Autre pierre d’achoppement: malgré les dernières promesses de l’exécutif vaudois d’une amélioration de la péréquation entre communes, celles-ci s’attendent déjà à des pertes sèches de rentrées fiscales, de l’ordre de 50 millions à Lausanne, de 4 à Nyon ou de 2,7 à Renens. A terme, une hausse d’impôt pour les personnes physiques et tous les ménages semble irréversible. En échange de ce taux unique et de ces baisses d’impôt aux entreprises, le Conseil d’Etat a concocté un paquet social. Ah! le fameux paquet social, objet de toutes les attentions et dithyrambes! Celui-ci prévoit l’augmentation des allocations familiales, le doublement de la participation de l’Etat et des entreprises dans l’accueil de jour et le plafonnement à 10% du revenu d’un ménage du poids des primes-maladie. Un bon marchandage, comme se complaît à l’annoncer en long et en large le conseiller d’Etat socialiste Pierre-Yves Maillard, particulièrement nerveux à l’abord de la votation? «Notre référendum ne vise pas ces mesures d’accompagnement social que nous approuvons, mais seulement la baisse du taux d’imposition», souligne d’emblée Johnson Bastidas, assistant social et candidat popiste à la municipalité de Renens. Il pointe aussi les limites du paquet. «Avec une augmentation des allocations familiales à 300 francs, le canton ne fera que s’aligner sur les montants alloués en Valais ou à Genève. De plus, dans ce dernier canton, l’imposition qui pèse sur un couple marié qui gagne 80’000 francs par an est déjà moins lourde que dans le canton de Vaud. Toute allocation faisant partie du salaire imposable, cette charge fiscale augmentera encore», précise le militant. «En ce qui concerne la participation aux places de crèches, celle-ci n’est finalement qu’un rattrapage par rapport à l’augmentation massive de la population et à l’approbation par le peuple vaudois d’une école à journée continue en 2009», critique le popiste.

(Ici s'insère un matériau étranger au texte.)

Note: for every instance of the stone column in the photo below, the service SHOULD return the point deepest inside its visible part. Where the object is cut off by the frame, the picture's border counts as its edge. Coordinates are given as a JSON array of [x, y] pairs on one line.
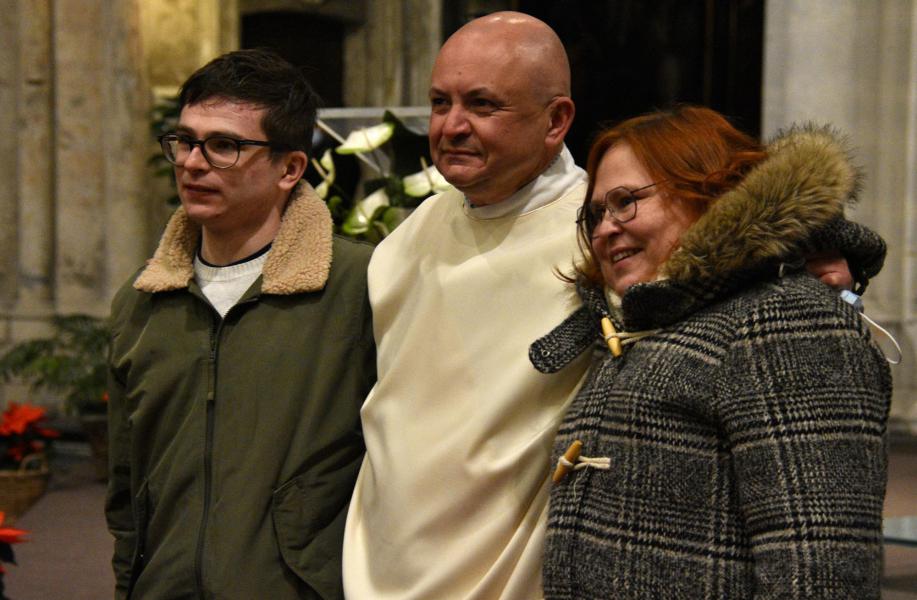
[[126, 146], [80, 62], [389, 58], [9, 76], [35, 153], [854, 65]]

Concurrence fiscale nuisible

«Au-delà des chiffres, cette réforme cache un débat idéologique sur le rôle de redistributeur des richesses qui incombe à un Etat. Le gouvernement est aujourd’hui le porte-parole des multinationales et des entreprises», conclut Johnson Bastidas, en rappelant que celles-ci ont déjà enregistré une baisse forte de leurs impôts sur le capital et sur la fortune. Pour les opposants, la réforme est finalement d’autant plus inacceptable qu’elle va renforcer la concurrence fiscale entre cantons dans une course à la sous-enchère intercantonale. «Celle-ci est nuisible tant elle conduit à un moins-disant fiscal et à la perte de marge de manœuvre de l’État. Avec le taux proposé pour le canton de Vaud, on se situe dans le très bas de la fourchette, même si quelques juridictions (l’Irlande et Lucerne par exemple) font pire. En lançant sa réforme avant tout le monde, le Canton de Vaud va créer un appel d’air considérable en renforçant la concurrence fiscale», note Arnaud Thiéry, rédacteur au journal Pages de gauche et membre du PS, parti qui, au niveau national, défend un taux d’imposition minima de 16% sur les entreprises.